Colocó una de sus garras sobre el hombre y éste levantó la mirada. El pene de la demoniaca criatura comenzó a erguirse duplicando su tamaño, y el padre, sin perder tiempo, lo metió en su boca. Era un ritual al que estaba acostumbrado, cada vez que visitaba la morada de su nuevo Señor, le hacía una felación y se tragaba su semen; esta era la retorcida comunión entre amo y sirviente.

El demonio murciélago lo detuvo. Esta ocasión sería especial, sería la última vez que comulgarían y lo recompensaría por su devoción, otorgándole la más grande de las gracias. Lo convertiría en el portador de su legado.

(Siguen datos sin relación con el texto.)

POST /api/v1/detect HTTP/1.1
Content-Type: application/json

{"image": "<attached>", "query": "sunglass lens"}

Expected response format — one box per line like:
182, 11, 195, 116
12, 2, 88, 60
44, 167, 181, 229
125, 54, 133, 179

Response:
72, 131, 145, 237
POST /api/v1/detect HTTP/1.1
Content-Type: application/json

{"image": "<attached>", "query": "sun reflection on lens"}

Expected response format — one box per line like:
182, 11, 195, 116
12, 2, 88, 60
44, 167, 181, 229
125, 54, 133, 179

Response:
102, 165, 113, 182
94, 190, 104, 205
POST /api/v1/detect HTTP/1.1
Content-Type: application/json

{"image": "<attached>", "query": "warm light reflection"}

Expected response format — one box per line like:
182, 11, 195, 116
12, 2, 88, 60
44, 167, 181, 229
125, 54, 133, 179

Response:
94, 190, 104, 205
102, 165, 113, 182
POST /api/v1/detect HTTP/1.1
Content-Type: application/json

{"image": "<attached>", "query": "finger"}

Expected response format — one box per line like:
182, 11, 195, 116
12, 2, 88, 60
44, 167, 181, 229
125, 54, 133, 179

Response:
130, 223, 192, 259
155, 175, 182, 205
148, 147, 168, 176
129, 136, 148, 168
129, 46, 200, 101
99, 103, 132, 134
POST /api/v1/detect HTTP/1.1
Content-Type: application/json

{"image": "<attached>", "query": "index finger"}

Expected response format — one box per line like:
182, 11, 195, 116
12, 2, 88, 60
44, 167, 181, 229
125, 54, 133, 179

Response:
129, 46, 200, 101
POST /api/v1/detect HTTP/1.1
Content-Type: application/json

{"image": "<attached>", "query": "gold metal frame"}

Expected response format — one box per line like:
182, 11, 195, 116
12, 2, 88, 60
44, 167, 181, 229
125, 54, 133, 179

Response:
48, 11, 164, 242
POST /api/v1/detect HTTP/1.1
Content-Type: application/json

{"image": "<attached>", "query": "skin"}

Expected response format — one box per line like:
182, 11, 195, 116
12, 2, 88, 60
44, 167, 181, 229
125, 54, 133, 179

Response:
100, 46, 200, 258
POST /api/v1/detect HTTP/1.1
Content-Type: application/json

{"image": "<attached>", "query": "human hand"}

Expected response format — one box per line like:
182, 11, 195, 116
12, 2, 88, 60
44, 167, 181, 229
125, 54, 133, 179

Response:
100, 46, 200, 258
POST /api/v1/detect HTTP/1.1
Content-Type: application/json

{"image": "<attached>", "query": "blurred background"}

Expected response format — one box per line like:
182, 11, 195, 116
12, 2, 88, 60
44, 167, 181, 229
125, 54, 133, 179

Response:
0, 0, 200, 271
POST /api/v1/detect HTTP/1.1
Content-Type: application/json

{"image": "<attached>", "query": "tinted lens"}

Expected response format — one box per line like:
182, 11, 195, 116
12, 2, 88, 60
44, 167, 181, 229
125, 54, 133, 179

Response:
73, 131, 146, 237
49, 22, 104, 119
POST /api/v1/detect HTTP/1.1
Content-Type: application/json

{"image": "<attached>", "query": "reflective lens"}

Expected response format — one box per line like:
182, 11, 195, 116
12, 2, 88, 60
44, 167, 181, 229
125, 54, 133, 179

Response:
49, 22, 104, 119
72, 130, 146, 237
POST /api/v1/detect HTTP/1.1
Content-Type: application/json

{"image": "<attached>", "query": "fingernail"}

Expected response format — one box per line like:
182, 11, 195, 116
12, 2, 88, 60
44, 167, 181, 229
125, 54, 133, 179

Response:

Con una increíble facilidad lo levantó y lo arrojó bruscamente al piso, después desgarró su sotana y lo embistió por la espalda. Lo penetró una y otra vez con brutalidad, sodomizando el cuerpo del sacerdote de una manera inconcebible. Entre sangre y excremento, la arremetida cesó con un espeluznante y agudo chillido del demonio. Su semilla estaba dentro. De un salto llegó hasta las cadenas y sujetándose con la patas entró en su acostumbrado sopor.

 El párroco se arrastró de vuelta hacia la iglesia, su cuerpo lacerado y quebrado. Nuevamente recorrió el horrible túnel, la agonía incrementando con cada metro que avanzaba. Al llegar a la sacristía se dirigió directamente a su habitación, en ningún momento se ocupó en cubrir el pasadizo, no tenía la fuerza ni la voluntad para hacerlo.

Despertó gritando a mitad de la madrugada, el sudor bañándolo por completo. Esta vez no había sido una pesadilla lo que lo arrancó del sueño, sino un terrible dolor en el vientre; su abdomen estaba completamente distendido, la piel tan tensa que parecía que se iba a desgarrar en cualquier momento. Se paró y se dirigió a la puerta; tambaleándose, apenas soportando el intenso dolor, entró a la iglesia. Cayó de rodillas frente al presbiterio, más porque no podía sostenerse que por arrepentimiento al horrendo acto que había cometido. Ahí, con apenas conciencia, gritó retando al que había sido su Dios: El odio incontenible que brotaba en cada una de sus palabras llenó el sacro recinto.

Sabía que era su final, pero también sabía lo que tenía que hacer. Su amo le susurraba en la mente, guiándolo hasta el último momento. Con lo que le quedaba de fuerza, salió por la puerta trasera de la parroquia y sólo se detuvo hasta alcanzar el exterior. Por fin se desplomó y antes de morir vio la carne de su estómago romperse; de su interior comenzaron a emerger pequeñas criaturas parecidas a ratas, primero una… diez… cientos; ratas con cabezas grotescas y que caminaban sobre sus patas traseras, sus hocicos supurando algo viscoso y blanquecino.

El rostro del sacerdote quedó congelado en una mueca de agonía eterna, sus brazos rígidos y contorsionados. Los perversos diablillos se fueron de ahí dispersándose por toda la ciudad. Gritos se escucharon entre las calles, dentro de las casas, en cualquier lugar que alcanzaban. La peste comenzó a propagarse; a partir de esa noche, la humanidad quedaba condenada.